What did concern Ebinger was the “reasoning behind the determinations of Doe’s responsibility” in this case. It was here that a previous Ternus adjudication came back to haunt the former judge.
Ternus may have demonstrated that she holds “outdated and discriminatory views of gender and sexuality,” calling the findings against Doe into question, Ebinger said. She cited a ruling against Marymount University that blamed a hearing panelist for suggesting that men get aroused when they are sexually violated. (Marymount ended up settling.)
Doe had claimed the college “arbitrarily” judged his first accuser more credible than him and assumed she was “naïve and sexually inexperienced.” He also said it ignored evidence that the second accuser – the one who refused to meet with Ternus – had “voluntary” sex with him.
Fascinating choice here–in analyzing gender-bias section of summary judgment decision, judge leans heavily on one of the two strongest TIX-related MTD decisions–Marymount (Judge Ellis). pic.twitter.com/htZNvwIzGB
— KC Johnson (@kcjohnson9) July 9, 2019
Evidence that she consented but just didn’t like it
Because the second accuser’s case shows “a genuine dispute of material fact,” Ebinger chose not to analyze Doe’s claims about the first accuser’s case.
Complainant #2 made statements to the investigative team that were left out of the “determination of responsibility,” possibly because they would have complicated its finding that Doe coerced her into intercourse. They included: “I guess I just felt like fine, it’s just sex, but I just didn’t really want to do it,” and “I remember like to a certain extent like being like well I’ll just get this over with.”
Ebinger wrote that the “determination does not analyze, consider, grapple with, or even note” these and other statements. They suggest that the accuser “chose to engage in sexual activity,” yet the determination said she “passively” let him have sex with her.
“One reasonable conclusion” for a jury is that the adjudicator made a “gendered assumption that a woman would not consent to sex she felt was meaningless,” the judge wrote.
Ebinger also cited the determination’s view that a woman would not consent to sex if she ran out of birth control, as did Doe’s second accuser. But the accuser herself didn’t make this connection, instead telling the investigative team that she “asked Doe to wear a condom” because she had run out of birth control.
The determination is missing “evidence incongruous with common stereotypes about the typical behavior of women in sexual encounters,” the judge continued. Ebinger noted the second accuser told Doe he could be “more rough” with her and didn’t have to “take me slowly,” which flouts the stereotype of women as “passive” during sex.

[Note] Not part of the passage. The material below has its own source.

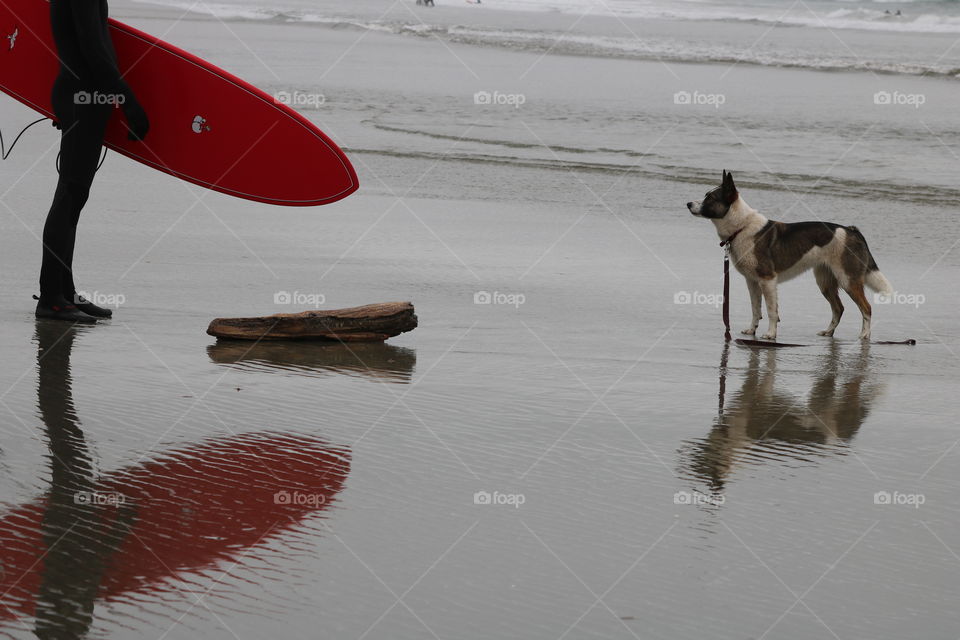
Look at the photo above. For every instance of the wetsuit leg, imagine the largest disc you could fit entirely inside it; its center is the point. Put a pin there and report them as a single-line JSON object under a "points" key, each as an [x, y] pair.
{"points": [[82, 129]]}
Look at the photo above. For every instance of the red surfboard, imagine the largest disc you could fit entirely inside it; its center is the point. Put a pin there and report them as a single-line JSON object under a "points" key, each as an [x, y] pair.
{"points": [[206, 126]]}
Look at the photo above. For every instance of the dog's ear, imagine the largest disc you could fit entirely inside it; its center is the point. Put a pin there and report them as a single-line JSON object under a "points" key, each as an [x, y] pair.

Ternus had treated an accused female student differently in a 2015 case involving a same-sex couple. The adjudicator wrote that she believed the accused student “mistakenly thought she was engaging in conduct that would be welcomed by” the accuser. “In contrast, Doe’s actions are not described as mildly” despite the fact he claimed the same thing, Ebinger wrote.
Grinnell failed to convince the judge to throw out breach-of-contract claims that Doe added following its motion for summary judgment. Ebinger said it had “sufficient notice of the grounds” for his claims, namely that it gave him a “disproportionate sanction” in spite of a “flawed process and lack of evidence.”
Doe claimed that by denying him a hearing, Grinnell deprived him of “procedural guarantees” such as cross-examination and the right to present evidence. It also forced him to “prove that the accusations against him were not true,” violating its preponderance standard of evidence.
The college insisted that its “deviations” from written policy – including the lack of participation by then-Dean of Students Sarah Moschenross and extra allowances for the first accuser – were not “material” and thus it “substantially performed” the contract with Doe.
Ebinger again found a “factual dispute” that a jury must resolve: whether the deviations “in the aggregate” made the proceeding unfair and hence breached the contract.